Etudiant l’important traité The Islamic Ruling on the Permissibility of Martyrdom Operations (disponible sur ce site sous forme de fichier PDF), Cook montre comment ses auteurs s’appuient sur les traditions musulmanes qui approuve celui qui va au combat “dans le chemin de Dieu” sans espoir d’y revenir, mais met en même temps en évidence que le traité évite de prêter attention à la différence qu’il y a entre un combat ouvert et le caractère “secret” de l’attentat suicide. Celui qui commet un tel attentat meurt de sa propre main, contrairement à celui qui perd la vie au combat.
Les auteurs du traité parviennent à la conclusion qu’une opération peut être menée si les avantages qu’en retirent les musulmans sont suffisamment importants. Un autre élément important, ajoute Cook, est celui de l’intention: il faut que celle-ci soit spirituelle. Selon Cook, la question de l’intention en arrive à occuper dans la littérature jihadiste moderne une place bien plus large que dans l’islam traditionnel, arrivant ainsi à justifier des actions qui auraient autrefois fait l’objet d’un examen critique beaucoup plus sévère.
Il se livre ensuite à une analyse détaillée du texte de “La dernière nuit“, que nous ne résumerons pas ici: nous nous proposons ultérieurement de mettre ce document à disposition des visiteurs du site, de préférence en traduction française.
Les “opérations de martyre” ne peuvent trouver dans la loi musulmane qu’une base fort ténue: ce qui les motive est avant tout que c’est une arme relativement accessible pour une communauté qui se sent en situation d’infériorité et qui a le sentiment de surmonter ainsi l’impuissance qu’elle ressent et de parvenir à infliger des dommages à l’ennemi.
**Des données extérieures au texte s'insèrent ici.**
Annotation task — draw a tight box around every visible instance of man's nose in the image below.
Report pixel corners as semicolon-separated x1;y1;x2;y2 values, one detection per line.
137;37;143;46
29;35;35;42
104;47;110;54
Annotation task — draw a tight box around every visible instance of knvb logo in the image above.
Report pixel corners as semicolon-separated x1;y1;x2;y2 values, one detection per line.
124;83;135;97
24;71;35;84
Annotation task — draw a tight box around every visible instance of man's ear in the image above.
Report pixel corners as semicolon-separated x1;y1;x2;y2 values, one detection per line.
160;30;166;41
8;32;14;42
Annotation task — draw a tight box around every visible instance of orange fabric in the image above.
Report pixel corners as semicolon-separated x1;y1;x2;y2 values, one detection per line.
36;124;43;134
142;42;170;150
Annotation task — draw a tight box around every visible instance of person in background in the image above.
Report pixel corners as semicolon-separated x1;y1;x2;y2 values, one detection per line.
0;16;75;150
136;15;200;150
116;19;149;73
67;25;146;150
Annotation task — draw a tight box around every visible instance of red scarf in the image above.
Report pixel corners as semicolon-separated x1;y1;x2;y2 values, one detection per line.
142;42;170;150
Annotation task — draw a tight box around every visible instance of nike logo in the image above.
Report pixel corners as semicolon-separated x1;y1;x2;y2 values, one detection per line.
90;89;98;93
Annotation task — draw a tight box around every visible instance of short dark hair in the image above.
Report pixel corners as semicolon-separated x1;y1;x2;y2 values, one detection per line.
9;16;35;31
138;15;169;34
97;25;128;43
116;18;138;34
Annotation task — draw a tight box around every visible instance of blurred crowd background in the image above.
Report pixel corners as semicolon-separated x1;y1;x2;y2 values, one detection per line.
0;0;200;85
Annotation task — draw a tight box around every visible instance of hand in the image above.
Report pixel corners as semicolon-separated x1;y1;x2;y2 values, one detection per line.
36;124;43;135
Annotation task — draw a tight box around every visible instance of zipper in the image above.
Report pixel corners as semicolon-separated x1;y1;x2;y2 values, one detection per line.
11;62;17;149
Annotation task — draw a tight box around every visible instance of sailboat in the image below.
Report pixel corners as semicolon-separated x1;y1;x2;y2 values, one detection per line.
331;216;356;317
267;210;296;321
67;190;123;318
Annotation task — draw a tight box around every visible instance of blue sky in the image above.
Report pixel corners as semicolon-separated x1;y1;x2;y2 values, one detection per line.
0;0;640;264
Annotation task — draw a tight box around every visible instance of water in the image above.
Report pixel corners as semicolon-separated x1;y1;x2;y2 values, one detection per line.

Il ne faut pas négliger non plus l’itinéraire individuel des croyants qui se lancent dans de telles actions: certains sont pieux, mais d’autres ont mené une vie qui n’a pas été exempte de péchés et qu’ils voient ainsi la possibilité de racheter radicalement en les expiant.
Cook conclut que le monde musulman va être tôt ou tard contraint de se prononcer sur les “opérations de martyre”. Si l’on en arrivait à une acceptation générale de celles-ci, cela aurait de sérieuses conséquences pour l’autorité morale de cette religion, mais également sociales (affaiblissement du tabou contre le suicide en général) et internationales (relations entre le monde musulman et le reste du monde).
Références: David Cook, “Suicide Attacks and ‘Martyrdom Operations’ in Contemporary Jihad Literature”, Nova Religio: The Journal of Alternative and Emergent Religions, 6/1, octobre 2002, pp. 7-44.